# Cheltenham Watch



## seemore (Oct 25, 2007)

Got an interesting one here the case is hall marked silver 1869 and inside on the movement it say,s Waite & son who are jewellers in Cheltenham that still exist! There is also a serial number 159936 does any one know whether the movement is Swiss English or may even American?


----------



## Chascomm (Sep 9, 2005)

seemore said:


> does any one know whether the movement is Swiss English or may even American?
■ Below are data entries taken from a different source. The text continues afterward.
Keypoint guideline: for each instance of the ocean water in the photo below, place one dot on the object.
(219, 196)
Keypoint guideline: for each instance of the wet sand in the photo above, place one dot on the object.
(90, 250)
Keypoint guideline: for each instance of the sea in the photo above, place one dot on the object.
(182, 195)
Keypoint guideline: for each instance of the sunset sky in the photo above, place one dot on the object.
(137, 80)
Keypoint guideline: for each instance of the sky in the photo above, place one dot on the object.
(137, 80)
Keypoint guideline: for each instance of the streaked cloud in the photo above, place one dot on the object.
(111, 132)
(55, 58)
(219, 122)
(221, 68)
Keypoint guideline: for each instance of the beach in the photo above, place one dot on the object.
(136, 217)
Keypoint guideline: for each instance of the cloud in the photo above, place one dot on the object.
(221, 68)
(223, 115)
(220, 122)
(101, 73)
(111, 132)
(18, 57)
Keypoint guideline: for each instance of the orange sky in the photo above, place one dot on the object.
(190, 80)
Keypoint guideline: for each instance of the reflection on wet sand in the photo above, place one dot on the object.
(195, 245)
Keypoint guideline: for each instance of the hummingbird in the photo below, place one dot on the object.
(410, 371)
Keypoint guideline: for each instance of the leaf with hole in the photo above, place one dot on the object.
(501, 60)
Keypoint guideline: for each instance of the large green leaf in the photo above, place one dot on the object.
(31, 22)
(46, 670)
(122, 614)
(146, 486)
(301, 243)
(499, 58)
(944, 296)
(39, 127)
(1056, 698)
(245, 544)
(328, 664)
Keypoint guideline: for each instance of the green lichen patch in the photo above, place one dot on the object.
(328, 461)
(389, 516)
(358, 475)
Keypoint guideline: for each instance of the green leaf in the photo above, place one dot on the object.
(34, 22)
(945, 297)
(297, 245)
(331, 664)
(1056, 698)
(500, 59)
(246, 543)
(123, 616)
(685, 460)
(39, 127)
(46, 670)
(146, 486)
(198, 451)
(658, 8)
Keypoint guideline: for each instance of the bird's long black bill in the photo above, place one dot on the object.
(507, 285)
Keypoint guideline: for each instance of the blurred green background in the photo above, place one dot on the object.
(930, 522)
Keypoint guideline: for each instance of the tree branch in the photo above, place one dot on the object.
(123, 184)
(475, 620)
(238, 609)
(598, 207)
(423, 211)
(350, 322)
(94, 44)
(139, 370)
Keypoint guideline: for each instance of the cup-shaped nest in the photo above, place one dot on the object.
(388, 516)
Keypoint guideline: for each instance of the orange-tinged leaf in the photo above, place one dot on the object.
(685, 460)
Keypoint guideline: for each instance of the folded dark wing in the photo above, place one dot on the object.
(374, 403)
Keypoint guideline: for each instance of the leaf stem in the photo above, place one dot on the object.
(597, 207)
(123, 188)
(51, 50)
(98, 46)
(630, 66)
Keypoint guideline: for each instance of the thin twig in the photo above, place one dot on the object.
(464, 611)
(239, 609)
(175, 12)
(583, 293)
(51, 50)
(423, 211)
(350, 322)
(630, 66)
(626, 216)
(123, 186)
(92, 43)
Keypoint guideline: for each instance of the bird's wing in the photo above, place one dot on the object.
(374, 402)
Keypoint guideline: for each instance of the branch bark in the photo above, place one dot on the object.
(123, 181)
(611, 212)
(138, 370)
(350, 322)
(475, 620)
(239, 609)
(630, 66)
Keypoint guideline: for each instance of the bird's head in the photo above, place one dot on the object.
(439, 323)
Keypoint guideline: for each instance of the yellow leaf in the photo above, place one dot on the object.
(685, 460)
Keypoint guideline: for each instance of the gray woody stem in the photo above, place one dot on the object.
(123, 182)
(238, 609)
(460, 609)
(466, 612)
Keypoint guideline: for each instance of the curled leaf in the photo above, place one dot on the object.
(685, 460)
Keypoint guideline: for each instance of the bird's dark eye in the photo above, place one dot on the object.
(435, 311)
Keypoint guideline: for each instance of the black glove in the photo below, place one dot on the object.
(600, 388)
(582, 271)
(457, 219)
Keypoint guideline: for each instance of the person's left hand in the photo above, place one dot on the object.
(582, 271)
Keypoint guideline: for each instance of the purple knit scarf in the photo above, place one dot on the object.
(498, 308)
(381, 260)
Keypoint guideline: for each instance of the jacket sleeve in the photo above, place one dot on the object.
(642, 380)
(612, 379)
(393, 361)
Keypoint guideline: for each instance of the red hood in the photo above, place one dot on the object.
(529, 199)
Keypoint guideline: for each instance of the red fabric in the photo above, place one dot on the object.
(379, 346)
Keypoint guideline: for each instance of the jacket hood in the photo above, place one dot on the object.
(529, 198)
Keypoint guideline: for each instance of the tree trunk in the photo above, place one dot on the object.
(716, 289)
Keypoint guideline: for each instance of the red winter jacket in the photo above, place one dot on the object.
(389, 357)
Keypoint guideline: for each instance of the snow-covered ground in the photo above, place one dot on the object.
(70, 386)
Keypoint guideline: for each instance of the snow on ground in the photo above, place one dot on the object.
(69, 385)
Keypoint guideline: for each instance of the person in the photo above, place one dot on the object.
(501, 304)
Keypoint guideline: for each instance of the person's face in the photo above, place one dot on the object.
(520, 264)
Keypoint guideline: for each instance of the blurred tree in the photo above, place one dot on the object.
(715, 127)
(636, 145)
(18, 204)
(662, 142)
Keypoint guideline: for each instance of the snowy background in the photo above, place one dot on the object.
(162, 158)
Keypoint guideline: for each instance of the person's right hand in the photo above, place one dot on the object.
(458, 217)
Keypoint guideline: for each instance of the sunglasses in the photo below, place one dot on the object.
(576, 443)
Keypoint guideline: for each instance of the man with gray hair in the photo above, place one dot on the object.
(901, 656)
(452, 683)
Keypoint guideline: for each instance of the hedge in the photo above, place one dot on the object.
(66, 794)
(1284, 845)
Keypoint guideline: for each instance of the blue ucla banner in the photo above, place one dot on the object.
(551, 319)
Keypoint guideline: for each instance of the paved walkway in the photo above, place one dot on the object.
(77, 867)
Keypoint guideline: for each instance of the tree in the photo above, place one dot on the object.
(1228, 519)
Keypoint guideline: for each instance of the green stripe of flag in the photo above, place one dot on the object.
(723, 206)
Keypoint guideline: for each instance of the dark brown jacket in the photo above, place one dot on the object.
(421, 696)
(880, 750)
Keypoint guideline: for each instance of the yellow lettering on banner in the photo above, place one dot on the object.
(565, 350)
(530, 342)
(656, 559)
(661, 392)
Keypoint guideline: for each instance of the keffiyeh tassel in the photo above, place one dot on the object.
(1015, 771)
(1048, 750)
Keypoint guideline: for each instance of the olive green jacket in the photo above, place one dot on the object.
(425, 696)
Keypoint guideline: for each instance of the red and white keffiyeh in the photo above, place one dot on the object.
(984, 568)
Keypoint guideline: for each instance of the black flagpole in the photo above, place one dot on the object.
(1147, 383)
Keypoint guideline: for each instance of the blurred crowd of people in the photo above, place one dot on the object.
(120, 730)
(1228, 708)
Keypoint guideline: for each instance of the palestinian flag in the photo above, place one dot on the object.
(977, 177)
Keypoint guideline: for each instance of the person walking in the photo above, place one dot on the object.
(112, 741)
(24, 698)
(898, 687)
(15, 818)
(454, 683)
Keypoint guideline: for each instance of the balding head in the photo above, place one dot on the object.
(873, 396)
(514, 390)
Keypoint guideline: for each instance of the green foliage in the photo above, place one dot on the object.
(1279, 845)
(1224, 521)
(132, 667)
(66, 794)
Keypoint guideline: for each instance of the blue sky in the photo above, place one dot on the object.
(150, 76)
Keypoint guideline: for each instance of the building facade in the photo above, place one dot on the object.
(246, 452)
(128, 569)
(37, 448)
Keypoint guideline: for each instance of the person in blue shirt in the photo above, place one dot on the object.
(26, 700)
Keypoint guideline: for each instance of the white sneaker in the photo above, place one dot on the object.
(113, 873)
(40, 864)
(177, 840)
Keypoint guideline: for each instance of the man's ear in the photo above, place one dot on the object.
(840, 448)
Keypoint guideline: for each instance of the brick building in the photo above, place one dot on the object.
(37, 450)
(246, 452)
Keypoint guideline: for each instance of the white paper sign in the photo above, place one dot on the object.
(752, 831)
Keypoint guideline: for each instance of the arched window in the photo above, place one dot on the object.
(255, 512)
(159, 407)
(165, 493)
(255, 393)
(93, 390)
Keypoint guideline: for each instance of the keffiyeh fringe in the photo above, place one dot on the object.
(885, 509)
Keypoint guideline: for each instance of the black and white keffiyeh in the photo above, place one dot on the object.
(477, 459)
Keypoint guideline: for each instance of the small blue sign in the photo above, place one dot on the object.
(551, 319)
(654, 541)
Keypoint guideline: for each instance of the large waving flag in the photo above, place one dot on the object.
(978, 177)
Looks like an English movement with fusee.


----------



## Mikrolisk (Jan 23, 2008)

Yes, its english, with fusee and chain and an english lever escapement.

Andreas


----------



## seemore (Oct 25, 2007)

Would Waite and son have bought the movement in and cased and engraved it or would the have made it.


----------



## Mikrolisk (Jan 23, 2008)

You can find this kind of movement at many watchmakers of these times. Because of that I am sure that this movement was a raw movement by somebody else.

Andreas


----------



## seemore (Oct 25, 2007)

Thanks andreas for all the info,will have to see if it can be repaired as it is stopping and starting at the moment. i find it interesting because i live near cheltenham and know the shop that sold it over 100 years ago


----------



## Mikrolisk (Jan 23, 2008)

Way cool! I hope, you'll find a good watchmaker that can clean and repair it.

Andreas


----------